My point is very simple:

if you create a socket and bind it to INADDR_ANY / in6addr_any and do not 
specifically bind it to an interface, then it will receive packets in all 
interfaces. This may include packets from interfaces that we are not sending 
multicast on.

In the case of a gateway, it would mean receiving packets from the Internet 
too, which could be malicious, intended to poison the OIC server with 
superfluous data (DoS attack) or even break into it.

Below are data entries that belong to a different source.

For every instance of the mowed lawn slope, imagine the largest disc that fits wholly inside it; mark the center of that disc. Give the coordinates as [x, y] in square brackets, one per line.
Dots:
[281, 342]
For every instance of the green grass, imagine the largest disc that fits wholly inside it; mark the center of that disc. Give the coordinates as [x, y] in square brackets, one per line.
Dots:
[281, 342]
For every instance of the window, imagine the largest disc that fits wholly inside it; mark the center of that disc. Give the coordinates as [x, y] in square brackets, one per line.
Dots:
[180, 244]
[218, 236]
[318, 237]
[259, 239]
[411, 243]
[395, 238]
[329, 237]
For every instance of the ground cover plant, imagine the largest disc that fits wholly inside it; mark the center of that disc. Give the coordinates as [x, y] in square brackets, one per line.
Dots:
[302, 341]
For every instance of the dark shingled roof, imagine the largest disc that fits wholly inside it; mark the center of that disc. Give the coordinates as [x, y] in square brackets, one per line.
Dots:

Secure coding procedures require us to do early detection, authentication and 
authorisation of those packets, so that they cannot pose further harm into the 
application and the network.

Maybe the DTLS layer is enough: without knowing the DTLS session keys, an 
outside attacker would not be able to craft the correct packet and it would be 
discarded on decryption as invalid. But someone has to prove that this is 
enough.

In fact, we may need to be enough, since we could receive routed packets via 
the network, even on devices with a single interface.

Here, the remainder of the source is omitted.